# Divide and Conquer: MergeSort

Thursday, Jan 30, 2020
Algorithms JavaScript

Alright, now we see some good use of recursion. We know that if we can cut the problem size into half (as in binary search), we can solve the problem quicker. Can we employ this for sorting an array? Well, yes! Let's look into MergeSort. Again the concept is simple- instead of sorting the entire array in one go, we divide the array into two and sort the two smaller arrays instead. Ok, but how do we sort the two arrays?

This is where recursion comes to rescue. We continue to divide the array into ever smaller size until we are left with just one element which is already sorted. Huh, sounds bit hoaky. We need a single sorted array at the end, not n individual elements scattered around. How do we combine these smaller arrays to get the final sorted array?

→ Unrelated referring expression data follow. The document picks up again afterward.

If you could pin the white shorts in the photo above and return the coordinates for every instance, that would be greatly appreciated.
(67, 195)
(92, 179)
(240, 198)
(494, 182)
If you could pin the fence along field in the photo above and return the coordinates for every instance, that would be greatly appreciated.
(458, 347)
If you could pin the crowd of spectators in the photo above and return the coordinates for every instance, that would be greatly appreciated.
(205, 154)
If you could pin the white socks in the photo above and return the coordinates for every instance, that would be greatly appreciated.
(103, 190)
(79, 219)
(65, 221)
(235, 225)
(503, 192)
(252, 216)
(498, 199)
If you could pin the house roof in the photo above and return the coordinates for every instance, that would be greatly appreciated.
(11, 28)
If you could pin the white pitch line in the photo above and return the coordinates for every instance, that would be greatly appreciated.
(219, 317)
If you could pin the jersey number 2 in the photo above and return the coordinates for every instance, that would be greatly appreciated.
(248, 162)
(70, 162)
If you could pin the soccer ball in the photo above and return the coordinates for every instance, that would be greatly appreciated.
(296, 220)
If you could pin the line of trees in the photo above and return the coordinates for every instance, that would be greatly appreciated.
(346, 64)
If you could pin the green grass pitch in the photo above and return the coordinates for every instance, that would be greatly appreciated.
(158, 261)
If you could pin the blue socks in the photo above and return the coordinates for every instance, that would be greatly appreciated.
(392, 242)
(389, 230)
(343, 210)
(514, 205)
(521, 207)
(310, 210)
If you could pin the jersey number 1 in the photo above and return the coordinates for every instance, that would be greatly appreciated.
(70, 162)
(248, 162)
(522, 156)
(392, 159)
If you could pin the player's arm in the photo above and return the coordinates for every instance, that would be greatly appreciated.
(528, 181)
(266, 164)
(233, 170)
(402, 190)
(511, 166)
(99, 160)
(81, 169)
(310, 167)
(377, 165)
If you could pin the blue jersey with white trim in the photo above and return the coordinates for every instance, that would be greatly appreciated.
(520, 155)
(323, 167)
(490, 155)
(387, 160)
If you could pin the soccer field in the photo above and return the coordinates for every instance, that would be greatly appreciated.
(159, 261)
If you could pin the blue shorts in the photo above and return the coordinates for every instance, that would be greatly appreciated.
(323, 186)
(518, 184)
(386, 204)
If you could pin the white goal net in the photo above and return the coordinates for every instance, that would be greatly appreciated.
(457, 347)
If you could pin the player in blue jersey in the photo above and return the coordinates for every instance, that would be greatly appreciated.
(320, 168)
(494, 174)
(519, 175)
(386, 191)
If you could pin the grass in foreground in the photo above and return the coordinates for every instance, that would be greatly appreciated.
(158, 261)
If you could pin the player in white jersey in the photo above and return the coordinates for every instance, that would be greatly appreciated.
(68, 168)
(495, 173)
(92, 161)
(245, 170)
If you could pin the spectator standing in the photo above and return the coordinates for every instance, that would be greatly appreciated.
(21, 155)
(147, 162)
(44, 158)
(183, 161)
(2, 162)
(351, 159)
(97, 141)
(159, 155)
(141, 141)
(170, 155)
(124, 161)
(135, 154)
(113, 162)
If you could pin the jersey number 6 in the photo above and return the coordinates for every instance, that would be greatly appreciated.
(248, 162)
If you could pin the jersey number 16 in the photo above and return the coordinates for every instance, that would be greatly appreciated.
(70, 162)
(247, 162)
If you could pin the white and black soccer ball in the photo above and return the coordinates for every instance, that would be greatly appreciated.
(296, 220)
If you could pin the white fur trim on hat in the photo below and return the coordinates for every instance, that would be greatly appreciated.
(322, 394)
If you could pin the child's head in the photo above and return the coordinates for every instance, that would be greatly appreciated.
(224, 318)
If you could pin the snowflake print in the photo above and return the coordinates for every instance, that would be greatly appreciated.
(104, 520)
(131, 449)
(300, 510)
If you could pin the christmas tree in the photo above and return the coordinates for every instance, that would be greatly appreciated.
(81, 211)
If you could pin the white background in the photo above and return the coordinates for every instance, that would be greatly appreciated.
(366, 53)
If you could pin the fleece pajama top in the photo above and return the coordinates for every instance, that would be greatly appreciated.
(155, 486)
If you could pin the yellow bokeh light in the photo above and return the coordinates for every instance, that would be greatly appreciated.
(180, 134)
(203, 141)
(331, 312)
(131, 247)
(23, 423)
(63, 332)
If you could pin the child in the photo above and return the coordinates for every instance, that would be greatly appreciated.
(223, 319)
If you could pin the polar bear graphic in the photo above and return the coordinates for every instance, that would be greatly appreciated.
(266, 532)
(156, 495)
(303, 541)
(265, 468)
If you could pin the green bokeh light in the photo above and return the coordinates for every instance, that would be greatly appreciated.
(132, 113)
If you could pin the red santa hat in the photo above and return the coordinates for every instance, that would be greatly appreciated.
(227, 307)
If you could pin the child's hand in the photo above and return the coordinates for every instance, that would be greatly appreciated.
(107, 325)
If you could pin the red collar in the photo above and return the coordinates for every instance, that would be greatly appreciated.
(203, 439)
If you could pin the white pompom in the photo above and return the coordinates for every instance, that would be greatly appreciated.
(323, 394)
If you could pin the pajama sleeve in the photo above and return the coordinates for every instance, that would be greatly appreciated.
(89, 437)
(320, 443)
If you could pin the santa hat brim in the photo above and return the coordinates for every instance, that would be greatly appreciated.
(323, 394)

This is where the merge part comes in. If we have two arrays that are sorted, we can merge these arrays by one pair of elements at a time. For example, if we have two rows of players already ordered by increasing height, we will compare the first player of first row with first player of second row and let in the player who is shorter. The taller of the two waits for the next comparison. We continue to do so until no player is left in any row. Pretty neat, huh!

## Pseudocode

function merge(array1, array2)
m = LENGTH(array1)
n = LENGTH(array2)
s = new Array[]
i = j = k = 0
while (i < m && j < n)
if (array1[i] < array2[j])      // compare element-wise and merge
s[k] = array1[i]
i = i + 1
else
s[k] = array2[j]
j = j + 1
k = k + 1
while (i < m)                       // tack on remaining elements if any
s[k] = array1[i]
i = i + 1
k = k + 1
while (j < n)                       // tack on remaining elements if any
s[k] = array2[j]
j = j + 1
k = k + 1
return s

function mergeSort(array)
n = LENGTH(array)
if n == 1
return array
m = floor((n + 1) / 2)
L = array[1 : m-1]
R = array[m : n]
return merge(mergeSort(L), mergeSort(R))


## JavaScript Implementation

//merges two sorted arrays to produce a third sorted array
function merge(array1, array2) {
var m = array1.length;
var n = array2.length;
var s = [];
var i = j = k = 0;
while (i < m && j < n)
{
if (array1[i] < array2[j])      // compare element-wise and merge
{
s[k] = array1[i];
i += 1;
}
else
{
s[k] = array2[j];
j += 1;
}
k += 1;
}
while (i < m)                       // tack on remaining elements if any
{
s[k] = array1[i];
i += 1;
k += 1;
}
while (j < n)                       // tack on remaining elements if any
{
s[k] = array2[j];
j += 1;
k += 1;
}
return s;

}

//recursively do merge sort
function mergeSort(array) {
var n = array.length;
if (n == 1)
return array;
var m = Math.floor((n + 1) / 2);
var L = array.slice(0, m);
var R = array.slice(m);
return merge(mergeSort(L), mergeSort(R));
}



## Let's test it

a = [5, 4, 10, 9, 8, 1, 2];
console.log(mergeSort(a));

[
1, 2,  4, 5,
8, 9, 10
]